You'll need to have:
- excellent interpersonal and communication skills, and the ability to communicate with a range of people using a variety of communication methods
- excellent written skills for writing reports
- a passion for working with people and providing person-centred care
- leadership and management skills, with the ability to motivate others
- the capacity to work under pressure and to take a problem-solving approach to work
- effective organisational and time management skills with the ability to prioritise your own and others workload
- numerical skills for managing budgets
- an understanding of accountability to ensure compliance with company policies and regulatory requirements.
You'll also need the right values and behaviours to work in social care. These include:
- treating people with dignity.
Every registered care provider must have a registered manager, as many of the services carried out in residential care settings fall under the band of regulated activities within the Care Act (2014).
Most jobs require at least two years' management experience in a relevant field, for example a social care, healthcare, nursing or social work setting.

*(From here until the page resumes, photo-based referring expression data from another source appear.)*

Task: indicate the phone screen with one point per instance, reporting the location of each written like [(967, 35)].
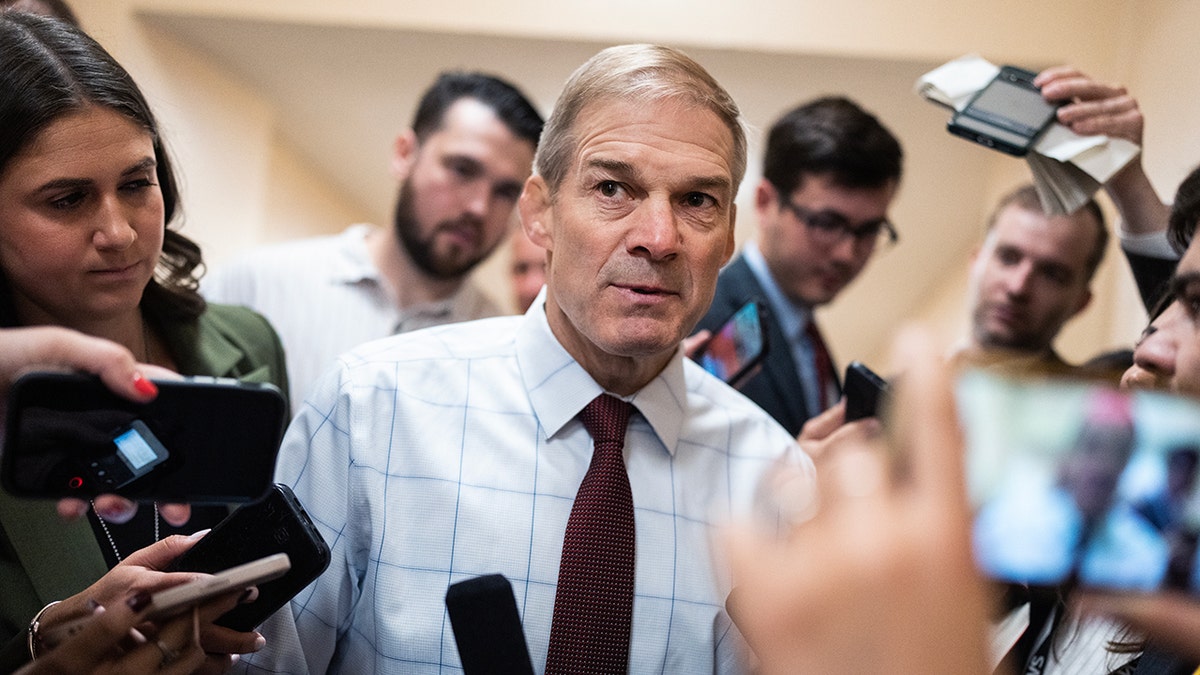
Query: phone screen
[(736, 346), (138, 448), (1013, 106), (1079, 482), (1007, 114), (198, 441)]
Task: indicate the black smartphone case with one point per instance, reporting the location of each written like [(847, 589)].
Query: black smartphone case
[(220, 437), (864, 390), (274, 524)]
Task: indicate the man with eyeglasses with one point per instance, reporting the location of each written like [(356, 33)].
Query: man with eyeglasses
[(1031, 274), (831, 172)]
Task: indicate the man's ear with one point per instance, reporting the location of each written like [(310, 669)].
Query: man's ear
[(765, 197), (403, 154), (1086, 299), (537, 215)]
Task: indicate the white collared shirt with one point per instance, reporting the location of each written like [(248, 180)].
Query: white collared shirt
[(324, 297), (433, 457)]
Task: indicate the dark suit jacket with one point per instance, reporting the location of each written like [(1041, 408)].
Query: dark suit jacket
[(1152, 276), (777, 387)]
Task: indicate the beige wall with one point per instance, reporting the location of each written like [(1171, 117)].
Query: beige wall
[(249, 177)]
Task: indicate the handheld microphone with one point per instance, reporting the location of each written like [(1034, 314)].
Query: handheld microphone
[(487, 627)]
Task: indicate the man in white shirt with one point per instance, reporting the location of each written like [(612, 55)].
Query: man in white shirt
[(460, 167), (439, 455)]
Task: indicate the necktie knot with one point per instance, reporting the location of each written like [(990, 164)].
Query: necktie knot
[(594, 602), (605, 418)]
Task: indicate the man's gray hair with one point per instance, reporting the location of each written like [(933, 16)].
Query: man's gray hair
[(634, 73)]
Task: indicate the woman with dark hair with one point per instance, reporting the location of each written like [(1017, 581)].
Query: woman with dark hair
[(88, 203)]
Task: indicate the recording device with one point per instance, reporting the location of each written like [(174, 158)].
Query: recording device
[(201, 440), (1007, 114), (171, 602), (864, 390), (274, 524), (735, 351), (487, 627), (175, 599), (1075, 483)]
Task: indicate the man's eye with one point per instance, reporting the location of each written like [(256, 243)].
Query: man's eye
[(1008, 256), (609, 187)]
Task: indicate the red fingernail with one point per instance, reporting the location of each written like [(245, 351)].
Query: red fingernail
[(139, 602), (144, 386)]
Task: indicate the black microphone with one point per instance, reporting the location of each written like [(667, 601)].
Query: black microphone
[(487, 627)]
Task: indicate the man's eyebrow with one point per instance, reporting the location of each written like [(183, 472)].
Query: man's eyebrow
[(622, 168), (618, 167), (711, 183)]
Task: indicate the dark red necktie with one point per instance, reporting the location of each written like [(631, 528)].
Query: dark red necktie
[(821, 363), (594, 602)]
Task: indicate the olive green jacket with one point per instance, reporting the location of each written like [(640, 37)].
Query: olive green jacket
[(43, 559)]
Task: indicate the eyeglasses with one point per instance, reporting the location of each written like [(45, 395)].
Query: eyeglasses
[(828, 228)]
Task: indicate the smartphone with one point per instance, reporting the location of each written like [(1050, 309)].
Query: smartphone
[(1007, 114), (274, 524), (735, 351), (1077, 483), (864, 390), (172, 601), (487, 627), (201, 440), (175, 599)]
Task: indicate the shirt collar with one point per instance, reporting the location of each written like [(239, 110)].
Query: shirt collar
[(349, 258), (559, 388), (791, 317)]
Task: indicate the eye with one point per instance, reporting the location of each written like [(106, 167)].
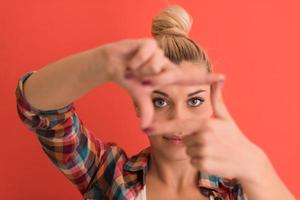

The most common employers of care managers are:
- private residential care homes and nursing homes
- NHS trusts
- local authorities
- charities and voluntary sector organisations.
With the number of care homes increasing, especially in elderly care, there is an increasing demand for qualified registered managers.
Look for job vacancies at:
- Community Care Jobs
- Local Government Jobs
- NHS Jobs and NHS Scotland Recruitment
Vacancies are also advertised on the websites of:
- care homes
- NHS trusts
- local authorities
- private hospitals.
Care managers working in settings that provide regulated activities (for example, care homes that provide personal care and medical treatment) should be registered with the CQC within six months of taking up a post. In order to register you'll need to complete an application with the CQC and undergo a Disclosure and Barring Service (DBS) check.
Once registered, you'll need to keep up to date with regulatory requirements throughout your career, undertake continuing professional development (CPD) activities and seek out opportunities to network with other managers. Depending on your employer, you may have access to shadowing, mentoring and coaching to further develop your skills and competences as a leader and manager.
Skills for Care provides a range of leadership development programmes, tools and resources for new, experienced and senior managers. For more information, see Skills for Care - Leadership and management.
Although not a CQC requirement, Skills for Care recommend care managers have a Level 5 diploma in Leadership for Health and Social Care and Children and Young People's Services. This qualification is aimed specifically at managing and leading care services and you can only do it once you're working in a management role.
Registered managers are encouraged to become a member of Skills for Care and to join their local registered managers' network to get support and meet other managers in their area.
Employers may also support you in taking a postgraduate qualification in management or a specialist area of work, such as dementia care or learning disabilities.
There are various options available for managers looking to progress their careers. Large healthcare companies or charities offer regional manager opportunities, which carry the responsibility of overseeing a number of provisions within a regional area.
For a different perspective in social care management, you could move between frontline operational roles into strategic roles such as commissioning posts with local authorities and NHS trusts.
The independent regulator for health and social care in England, the CQC, recruits inspectors and inspection managers to inspect social care provisions. As an experienced care manager, you could use your knowledge to help ensure that provisions are meeting required standards of quality and care.
If you've got a background in social work or nursing, you may be able to move back into management roles within those areas.
High-level experienced managers may become involved in consultancy work, advising care providers and contributing to research and policy writing on issues of social care management. You might also choose to set up a new care service.